= Albert Falzon =

Australian film director

Albert "Albe" Falzon is an Australian filmmaker, photographer, and publisher in the surfing sub-culture.

==Early life==
Albert Falzon, known as "Albe", grew up in the beachside suburb of Maroubra in Sydney, Australia. He did not begin surfing until the age of 14, when the Falzon family moved to the New South Wales Central Coast.

==Filmmaking==
Falzon has always appreciated the power of music in his films and directed Morning of the Earth (1972), an influential surf film. The film portrays surfers living in spiritual harmony with nature, making their own boards and homes as they travel in search of the perfect wave across Australia's north-east coast, Bali and Hawaii. Falzon's inaugural feature film was the first Australian film to receive a "gold record" for soundtrack album sales.

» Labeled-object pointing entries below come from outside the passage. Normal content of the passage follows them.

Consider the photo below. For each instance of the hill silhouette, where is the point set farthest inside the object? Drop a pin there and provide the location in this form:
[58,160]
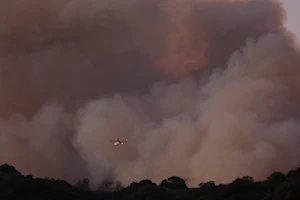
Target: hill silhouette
[277,186]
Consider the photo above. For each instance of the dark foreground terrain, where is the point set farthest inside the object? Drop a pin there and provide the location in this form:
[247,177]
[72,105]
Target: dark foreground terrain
[278,186]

A passion for travel, particularly to remote and spectacular regions of the world, has been a major influence on the themes of Falzon's work. A six-part documentary series focused on traditional festivals in Far Eastern countries, such as Sri Lanka, India, Burma, Ladakh and Tibet, and has been sold in over eighty countries worldwide. And not all locations were easily accessible. The journey through Tibet to the mystical mountain of Kailas was an arduous two weeks in sub zero temperatures, there the film crew recorded for the very first time the sacred Wesak Festival.

In 1982, Falzon directed "Khumba Mela (same as it ever was)", a 90-minute piece filmed in the waterways of Kashmir in India about a Saddhu's pilgrimage. He approached Brian Eno in London about using some of his music as part of the soundtrack. After viewing the film Eno commented that he'd "never seen a film that was more suited as a vehicle for his work". Brian Eno and Harold Budd are both in the soundtrack, along with music from Pink Floyd and Talking Heads. He entered this film into the Cannes Film Festival with the title "Crystal Voyager".

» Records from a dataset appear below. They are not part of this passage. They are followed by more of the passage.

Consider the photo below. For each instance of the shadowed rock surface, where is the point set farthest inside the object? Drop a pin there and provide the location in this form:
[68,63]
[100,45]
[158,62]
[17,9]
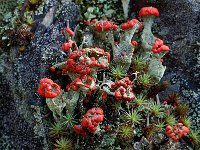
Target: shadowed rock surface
[21,125]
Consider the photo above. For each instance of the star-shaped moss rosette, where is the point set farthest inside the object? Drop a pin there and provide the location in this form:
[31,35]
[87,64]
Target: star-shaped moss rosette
[101,102]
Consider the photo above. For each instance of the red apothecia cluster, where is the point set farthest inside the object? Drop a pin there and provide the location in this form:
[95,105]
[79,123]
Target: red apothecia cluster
[68,31]
[67,45]
[177,131]
[47,88]
[123,90]
[78,61]
[159,47]
[90,121]
[105,26]
[82,81]
[146,11]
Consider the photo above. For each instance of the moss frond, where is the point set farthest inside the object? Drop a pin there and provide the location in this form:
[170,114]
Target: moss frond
[63,144]
[195,137]
[144,81]
[156,110]
[69,120]
[170,120]
[118,72]
[174,99]
[140,100]
[160,125]
[133,117]
[182,109]
[125,131]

The Road to Timbuktu follows a path from Casablanca across the Sahara Desert to Timbuktu.

Falzon's twelve-part series Festivals of the World has sold to over 80 countries. He has also directed two long version music videos for Chris Blackwell, founder of Island Records, and was DOP on "Women of Spirit" a one-hour television program filmed in India, NY and London. He has written a series of children's programs and has completed a screenplay for a feature film, tentatively titled The Dreamtime.

He filmed two surfing programs and co-produced a one-hour program on Nicholas Roerich, a Russian artist.

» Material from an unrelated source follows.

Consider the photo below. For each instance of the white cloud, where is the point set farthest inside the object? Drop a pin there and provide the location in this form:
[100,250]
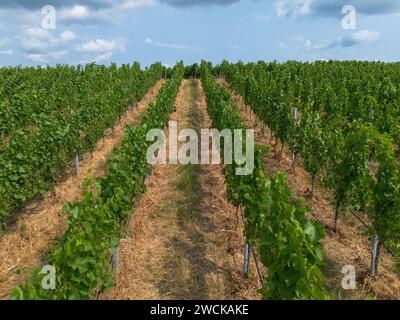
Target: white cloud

GLOBUS—The Meaning of Light is a film collaboration with Jeff Hornbaker.

Falzon or his work appears in Jolyon Hoff's 2023 surfing documentary You Should Have Been Here Yesterday.

==Photography and publishing==
Falzon's career in filmmaking was a natural progression from international still photography, and later combined with magazine publishing, in Australia, Israel and the island of Bali in Indonesia. In 1970, he was co-founder and publisher of the surfing newspaper Tracks, with David Elfick and John Witzig.